Hirup pikuk dalam kehidupan menjadi hukum alam yang mesti dilalui oleh setiap manusia. Beberapa manusia bahkan kelelahan dan depresi dalam menghadapi hal ini. Pada akhirnya, bunuh diri menjadi pilihan mentok atas persoalan yang tak kian selesai.

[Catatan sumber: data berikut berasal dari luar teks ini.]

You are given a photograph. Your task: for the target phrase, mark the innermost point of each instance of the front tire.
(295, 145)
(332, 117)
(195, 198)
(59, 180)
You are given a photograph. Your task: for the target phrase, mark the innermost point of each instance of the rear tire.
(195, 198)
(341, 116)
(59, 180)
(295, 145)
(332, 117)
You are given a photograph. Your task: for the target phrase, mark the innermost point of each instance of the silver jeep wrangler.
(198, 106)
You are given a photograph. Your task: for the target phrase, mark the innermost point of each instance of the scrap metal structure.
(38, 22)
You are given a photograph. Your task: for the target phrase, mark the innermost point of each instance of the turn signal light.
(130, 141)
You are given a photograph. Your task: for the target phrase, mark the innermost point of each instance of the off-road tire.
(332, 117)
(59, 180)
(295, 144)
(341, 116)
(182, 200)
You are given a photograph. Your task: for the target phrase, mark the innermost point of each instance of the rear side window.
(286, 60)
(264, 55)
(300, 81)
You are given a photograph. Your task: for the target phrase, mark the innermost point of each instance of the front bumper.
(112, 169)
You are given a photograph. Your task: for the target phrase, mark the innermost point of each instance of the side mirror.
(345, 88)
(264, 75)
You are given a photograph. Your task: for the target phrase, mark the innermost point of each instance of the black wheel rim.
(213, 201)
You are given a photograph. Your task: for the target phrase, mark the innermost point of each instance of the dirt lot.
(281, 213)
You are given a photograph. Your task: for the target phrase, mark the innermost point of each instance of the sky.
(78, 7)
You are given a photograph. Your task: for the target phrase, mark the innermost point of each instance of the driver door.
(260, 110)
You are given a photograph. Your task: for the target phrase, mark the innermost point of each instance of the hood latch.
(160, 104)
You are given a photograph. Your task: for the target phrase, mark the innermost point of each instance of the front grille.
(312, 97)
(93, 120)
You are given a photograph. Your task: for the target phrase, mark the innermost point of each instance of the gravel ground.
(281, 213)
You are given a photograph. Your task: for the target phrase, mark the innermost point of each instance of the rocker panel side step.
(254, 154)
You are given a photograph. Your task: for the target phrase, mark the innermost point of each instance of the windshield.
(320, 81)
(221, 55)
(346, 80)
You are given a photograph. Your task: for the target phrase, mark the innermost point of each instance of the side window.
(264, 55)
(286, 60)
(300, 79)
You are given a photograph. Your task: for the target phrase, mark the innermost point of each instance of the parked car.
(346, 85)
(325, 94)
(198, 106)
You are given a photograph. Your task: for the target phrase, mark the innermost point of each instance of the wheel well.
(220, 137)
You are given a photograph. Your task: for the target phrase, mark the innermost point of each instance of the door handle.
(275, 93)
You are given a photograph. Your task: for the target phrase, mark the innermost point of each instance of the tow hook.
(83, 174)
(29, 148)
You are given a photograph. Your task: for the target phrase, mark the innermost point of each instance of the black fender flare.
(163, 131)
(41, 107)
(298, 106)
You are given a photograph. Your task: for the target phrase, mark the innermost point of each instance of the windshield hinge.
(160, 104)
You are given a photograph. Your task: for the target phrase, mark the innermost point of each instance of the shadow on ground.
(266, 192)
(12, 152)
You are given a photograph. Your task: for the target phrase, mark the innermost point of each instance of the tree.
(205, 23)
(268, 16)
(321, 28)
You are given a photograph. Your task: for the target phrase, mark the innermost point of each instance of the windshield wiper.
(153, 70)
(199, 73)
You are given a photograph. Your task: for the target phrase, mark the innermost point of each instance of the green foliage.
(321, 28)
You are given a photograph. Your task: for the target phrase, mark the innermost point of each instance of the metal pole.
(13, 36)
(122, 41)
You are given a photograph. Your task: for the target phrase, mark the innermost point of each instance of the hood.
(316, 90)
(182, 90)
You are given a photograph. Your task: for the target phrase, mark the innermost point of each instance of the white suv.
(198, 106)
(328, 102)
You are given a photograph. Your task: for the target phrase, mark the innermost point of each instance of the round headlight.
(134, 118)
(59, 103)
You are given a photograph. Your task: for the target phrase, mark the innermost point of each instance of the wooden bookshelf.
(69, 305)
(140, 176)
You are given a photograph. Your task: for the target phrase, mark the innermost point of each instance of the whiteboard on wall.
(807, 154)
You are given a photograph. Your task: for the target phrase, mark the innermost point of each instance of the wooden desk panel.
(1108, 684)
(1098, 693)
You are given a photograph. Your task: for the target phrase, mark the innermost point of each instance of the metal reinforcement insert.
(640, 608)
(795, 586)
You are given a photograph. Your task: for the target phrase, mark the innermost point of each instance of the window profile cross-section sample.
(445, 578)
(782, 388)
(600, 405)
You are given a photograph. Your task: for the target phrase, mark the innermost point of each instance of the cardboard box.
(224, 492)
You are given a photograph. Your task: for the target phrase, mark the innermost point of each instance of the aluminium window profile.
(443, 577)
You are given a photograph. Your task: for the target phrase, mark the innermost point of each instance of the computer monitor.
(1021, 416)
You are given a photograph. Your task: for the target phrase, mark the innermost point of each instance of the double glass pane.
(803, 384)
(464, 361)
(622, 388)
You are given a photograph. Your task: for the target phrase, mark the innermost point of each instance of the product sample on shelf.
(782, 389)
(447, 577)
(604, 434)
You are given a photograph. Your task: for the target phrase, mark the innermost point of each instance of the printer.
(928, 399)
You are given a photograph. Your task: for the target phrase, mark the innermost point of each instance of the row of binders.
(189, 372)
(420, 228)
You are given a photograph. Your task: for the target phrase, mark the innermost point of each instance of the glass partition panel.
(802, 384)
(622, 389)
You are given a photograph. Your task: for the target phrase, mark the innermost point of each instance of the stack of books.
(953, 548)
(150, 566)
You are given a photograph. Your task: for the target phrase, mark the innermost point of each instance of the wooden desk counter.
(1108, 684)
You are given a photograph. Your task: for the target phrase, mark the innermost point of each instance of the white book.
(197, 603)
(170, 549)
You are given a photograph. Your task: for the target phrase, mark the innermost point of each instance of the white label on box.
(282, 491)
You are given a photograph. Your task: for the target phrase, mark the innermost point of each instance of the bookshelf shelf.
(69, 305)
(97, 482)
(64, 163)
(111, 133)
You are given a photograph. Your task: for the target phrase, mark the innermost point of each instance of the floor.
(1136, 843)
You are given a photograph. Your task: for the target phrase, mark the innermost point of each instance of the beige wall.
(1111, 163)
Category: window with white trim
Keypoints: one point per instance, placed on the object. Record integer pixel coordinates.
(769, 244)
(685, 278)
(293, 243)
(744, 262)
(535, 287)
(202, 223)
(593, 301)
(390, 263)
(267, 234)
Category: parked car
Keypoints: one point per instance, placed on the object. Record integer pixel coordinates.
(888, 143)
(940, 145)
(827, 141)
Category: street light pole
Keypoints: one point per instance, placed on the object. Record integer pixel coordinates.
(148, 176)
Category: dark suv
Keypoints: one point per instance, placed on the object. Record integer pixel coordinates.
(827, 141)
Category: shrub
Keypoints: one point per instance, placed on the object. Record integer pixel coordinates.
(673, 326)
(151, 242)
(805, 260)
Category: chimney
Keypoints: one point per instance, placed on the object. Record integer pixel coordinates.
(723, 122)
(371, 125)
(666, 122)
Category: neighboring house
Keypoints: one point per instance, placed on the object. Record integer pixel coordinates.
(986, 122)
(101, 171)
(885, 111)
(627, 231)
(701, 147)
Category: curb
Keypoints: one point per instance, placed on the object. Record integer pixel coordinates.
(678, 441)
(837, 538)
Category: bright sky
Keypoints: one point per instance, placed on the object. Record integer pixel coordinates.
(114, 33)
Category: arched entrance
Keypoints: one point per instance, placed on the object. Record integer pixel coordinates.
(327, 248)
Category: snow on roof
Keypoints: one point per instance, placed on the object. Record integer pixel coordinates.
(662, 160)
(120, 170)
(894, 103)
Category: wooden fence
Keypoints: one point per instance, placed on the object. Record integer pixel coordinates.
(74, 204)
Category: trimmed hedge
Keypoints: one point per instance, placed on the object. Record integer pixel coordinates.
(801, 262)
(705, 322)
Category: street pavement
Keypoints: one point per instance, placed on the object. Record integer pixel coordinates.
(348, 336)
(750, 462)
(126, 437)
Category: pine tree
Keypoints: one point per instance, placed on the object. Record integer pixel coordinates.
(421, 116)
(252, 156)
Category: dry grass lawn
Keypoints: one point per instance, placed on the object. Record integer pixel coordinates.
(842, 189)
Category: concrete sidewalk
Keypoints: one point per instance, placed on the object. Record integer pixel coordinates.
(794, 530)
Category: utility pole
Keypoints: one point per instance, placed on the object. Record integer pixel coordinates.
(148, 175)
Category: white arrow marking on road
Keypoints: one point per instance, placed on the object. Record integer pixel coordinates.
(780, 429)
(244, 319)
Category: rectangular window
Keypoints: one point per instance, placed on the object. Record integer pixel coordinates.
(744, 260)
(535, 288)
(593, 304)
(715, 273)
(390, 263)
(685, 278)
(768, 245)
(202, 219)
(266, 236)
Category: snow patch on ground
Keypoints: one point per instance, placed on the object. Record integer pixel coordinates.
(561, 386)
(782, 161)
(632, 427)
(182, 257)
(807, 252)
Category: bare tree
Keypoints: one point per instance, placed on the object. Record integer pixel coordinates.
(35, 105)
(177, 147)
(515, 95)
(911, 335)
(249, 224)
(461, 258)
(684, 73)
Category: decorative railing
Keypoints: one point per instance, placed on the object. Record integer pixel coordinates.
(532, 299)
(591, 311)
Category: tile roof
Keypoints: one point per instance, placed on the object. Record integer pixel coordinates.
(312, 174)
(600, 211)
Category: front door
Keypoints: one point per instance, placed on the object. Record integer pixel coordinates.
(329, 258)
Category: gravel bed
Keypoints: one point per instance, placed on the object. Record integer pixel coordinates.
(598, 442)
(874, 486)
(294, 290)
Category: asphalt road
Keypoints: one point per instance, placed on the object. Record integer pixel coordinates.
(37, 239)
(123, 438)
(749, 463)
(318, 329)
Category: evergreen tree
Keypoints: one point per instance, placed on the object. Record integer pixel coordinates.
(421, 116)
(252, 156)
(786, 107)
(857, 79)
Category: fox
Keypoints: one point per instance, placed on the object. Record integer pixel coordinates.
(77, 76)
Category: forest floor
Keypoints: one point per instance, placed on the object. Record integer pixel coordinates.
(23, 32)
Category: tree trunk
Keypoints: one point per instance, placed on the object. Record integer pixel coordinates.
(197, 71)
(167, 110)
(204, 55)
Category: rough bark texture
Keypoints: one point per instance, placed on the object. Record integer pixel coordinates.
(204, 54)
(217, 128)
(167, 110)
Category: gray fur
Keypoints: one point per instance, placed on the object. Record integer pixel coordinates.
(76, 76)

Menurut laporan Databooks, terdapat 971 kasus bunuh diri di Indonesia sampai bulan oktober 2023. Fenomena ini menunjukan bahwa sesuatu yang berada diluar kontrol yakni tugas kuliah yang menumpuk, gagal dalam percintaan, keluarga dan teman kerja yang toxic serta pelbagai permasalahan yang tak bisa dihindari mempunyai pengaruh besar atas kebahagiaan seseorang.
Namun, apakah bisa manusia tetap berbahagia, walaupun alam semesta tidak mendukung? Bisa dong, Filsafat Stoa dan Ilmu Tasawuf telah terbukti menjadi obat paling manjur agar manusia bisa berbahagia meski dalam keadaan terpuruk.
Dikotomi Kendali dan Tawakkal
“Some things are up to us, sone things are not up to us” Begitulah bahasa sederhana dari konsep dikotomi kendali menurut Epictetus. Bisa diwimpulkan bahwa di alam ini terdapat 2 hal. Pertama, ada dalam kendali (internal) seperti persepsi, tindakan, keinginan dan sejenisnya. Kedua, ada di luar kendali (eksternal) seperti opini orang lain, kekayaan, keberhasilan, cuaca dan lain-lain. Seringkali manusia tidak bisa bahagia karena menaruh kebahagiaan pada ruang eksternal sehingga kebahagiaan menjadi kupu-kupu yang dikejar terus menerus namun tak akan tergapai. Contoh, ketika terjebak dalam macet lalu marah-marah kepada orang lain. Pertanyaannya, apakah dengan marah-marah macet berhenti dan kita akan berbahagia? Tidak bukan?
Contoh nyata, penulis merupakan mahasiswa yang tumbuh dari keluarga kurang mampu dan mempunyai 4 kakak yang telah bekerja namun tidak bisa membantu pembiayaan untuk kebutuhan pendidikannya.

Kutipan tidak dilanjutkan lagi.